41. Perang Keluarga

431 27 9
                                    

Kukira ia akan bersikap dramatis dan melemah, namun Julian seperti menyadarkan dirinya dan bersikap dewasa.

"When did you find out?" tanyanya sambil memerhatikan baik-baik ketiga testpack tersebut. Tangannya gemetar selagi ia mencoba tegar.

"Empat hari yang lalu. Yang kamu pegang, itu test pack hari ini. Kemarin aku ke dokter untuk USG dan, ternyata aku memang hamil."

Ia menengadah dan berusaha agar air matanya tak jatuh. "Kenapa kamu gak bilang aku?"

"Its Kelvin's birthday. And, i feel like you have so much on your mind already. Aku gak mau nambah pikiran kamu."

Julian kehabisan kata-kata. Ia menatapi testpack itu dan menatapku berkali-kali. Sampai akhirnya, ia meletakkan testpack itu dan duduk di sofa single yang berada di pojok kamar kami.

"Car... aku..."

Ia mengusap lehernya, ia tak terlihat baik.

"I am so happy right now but, i'm sorry i feel odd."

Ia terlihat tenang, tapi aku tahu dadanya bergejolak. Aku sedikit lupa. Julian mungkin terkejut ketika aku menyodorkannya testpack sambil berteriak seperti tadi. Mungkin selama sepersekian detik, aku terdengar seperti Chloe.

Setelah lebih tenang, ia kembali berdiri. Ia menghampiriku dan memelukku tanpa basa-basi lagi.

"Mas... maaf. Kamu kaget, ya?" ucapku lalu mengelus punggungnya.

"I'm fine, Sayang. I am so happy to hear this. You are gonna be our baby's Mama. God, Jesus, thank you." Julian melonggarkan pelukannya, membuat tanda salib di dadanya, dan berdoa sedikit.

Mataku berkaca-kaca. Aku bahkan tak menyangka Julian akan sangat bersyukur dengan berita ini.

"Mulai sekarang juga, kamu gak perlu mikirin Octa atau Yohan. Aku yang akan urus semuanya. Sekarang, kamu fokus sama anak kita aja, oke?"

"Kurasa aku yang harus minta Mas untuk gak mikirin apa-apa. I know you are overwhelmed. Aku bisa liat dari wajah kamu."

Julian mencoba tersenyum lebar dan mengeluarkan wajah paling bahagianya. Aku langsung menggelengkan kepala dengan kepalsuan itu. Aku membencinya. Aku benci ketika aku selalu melewatkan saat-saat terendahnya dan aku tak pernah di sana.

"Mas, ayolah. Gak perlu pura-pura gitu. Is it... hurt? Whats on your mind?" Aku meletakkan tanganku di atas dadanya yang berdebar sangat keras dan cepat. Julian melemaskan tubuhnya dan mencoba mendengarkan isi kepalanya baik-baik.

"Kamu bukan tempat rehabilitasiku, Car. Aku gak mau nyusahin kamu dengan pikiran aku."

"Aku akan lebih khawatir dan stres kalau Mas nutupin semuanya."

"Baik... sini duduk sama Mas."

Ia meyakinkan diri untuk bercerita. Sebisa mungkin ia runtuhkan tembok-tembok itu dariku. Saat ini, aku hanya melihatnya sebagai seorang Julian, pria yang berumur hampir 31 tahun, dengan segala kesulitannya. Kupikir ketika kau sudah kaya raya, tak akan ada lagi masalah yang tak bisa diselesaikan dengan mudah. 
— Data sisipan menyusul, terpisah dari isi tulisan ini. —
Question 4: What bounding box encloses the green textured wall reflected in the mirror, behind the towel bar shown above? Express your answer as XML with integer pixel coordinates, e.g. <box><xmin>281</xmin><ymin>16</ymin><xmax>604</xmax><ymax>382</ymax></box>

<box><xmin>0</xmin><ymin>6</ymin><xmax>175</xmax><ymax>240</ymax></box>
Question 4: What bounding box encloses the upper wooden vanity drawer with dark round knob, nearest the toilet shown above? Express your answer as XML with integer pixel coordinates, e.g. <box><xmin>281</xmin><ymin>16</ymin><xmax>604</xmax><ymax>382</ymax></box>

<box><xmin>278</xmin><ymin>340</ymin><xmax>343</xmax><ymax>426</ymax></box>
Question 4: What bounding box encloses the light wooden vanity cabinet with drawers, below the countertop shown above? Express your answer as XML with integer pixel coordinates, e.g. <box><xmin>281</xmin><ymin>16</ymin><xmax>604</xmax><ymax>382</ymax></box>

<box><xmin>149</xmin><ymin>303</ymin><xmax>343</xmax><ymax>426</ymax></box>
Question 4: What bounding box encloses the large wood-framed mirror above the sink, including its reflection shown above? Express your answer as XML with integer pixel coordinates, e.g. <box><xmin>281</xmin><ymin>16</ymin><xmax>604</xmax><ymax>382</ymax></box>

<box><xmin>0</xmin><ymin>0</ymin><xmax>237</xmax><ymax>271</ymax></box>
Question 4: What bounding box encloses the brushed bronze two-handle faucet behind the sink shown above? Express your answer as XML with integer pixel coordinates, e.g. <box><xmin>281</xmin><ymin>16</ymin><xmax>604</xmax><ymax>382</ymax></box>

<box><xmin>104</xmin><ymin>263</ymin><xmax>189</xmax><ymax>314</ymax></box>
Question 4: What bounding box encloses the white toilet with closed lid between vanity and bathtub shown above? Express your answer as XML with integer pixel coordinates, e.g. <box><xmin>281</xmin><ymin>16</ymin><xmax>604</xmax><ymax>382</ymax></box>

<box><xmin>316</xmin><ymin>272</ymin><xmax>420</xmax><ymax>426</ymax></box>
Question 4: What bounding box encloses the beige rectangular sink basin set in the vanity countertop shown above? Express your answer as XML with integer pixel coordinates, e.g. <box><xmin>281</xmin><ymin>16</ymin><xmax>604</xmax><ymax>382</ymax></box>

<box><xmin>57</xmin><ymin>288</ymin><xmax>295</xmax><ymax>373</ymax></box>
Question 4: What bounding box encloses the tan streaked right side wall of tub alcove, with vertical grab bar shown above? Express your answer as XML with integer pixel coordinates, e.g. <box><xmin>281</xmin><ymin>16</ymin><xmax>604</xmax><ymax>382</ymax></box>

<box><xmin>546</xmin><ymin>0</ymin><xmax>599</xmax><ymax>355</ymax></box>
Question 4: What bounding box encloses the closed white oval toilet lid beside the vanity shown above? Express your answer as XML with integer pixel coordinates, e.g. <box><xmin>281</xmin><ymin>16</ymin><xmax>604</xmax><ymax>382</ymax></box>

Ternyata, masalah kian sulitnya ketika kau berada di puncak sebuah pohon. Tiupan angin lebih kencang di atas sini.

Kami duduk di tepi ranjang. Julian menarik napas dalam-dalam, lalu mengembuskannya perlahan. Ia menggenggam tanganku dan aku mengelus tangannya dengan lembut.

"Terlalu banyak hal yang terjadi di satu waktu, Car. Rumor tentangmu, Yohan, kamu hamil, belum lagi masalah selingkuhan Papa yang sebetulnya masih belum selesai. Di luar itu, secara gak langsung kerjaanku juga nambah pikiranku. Aku... agak lelah."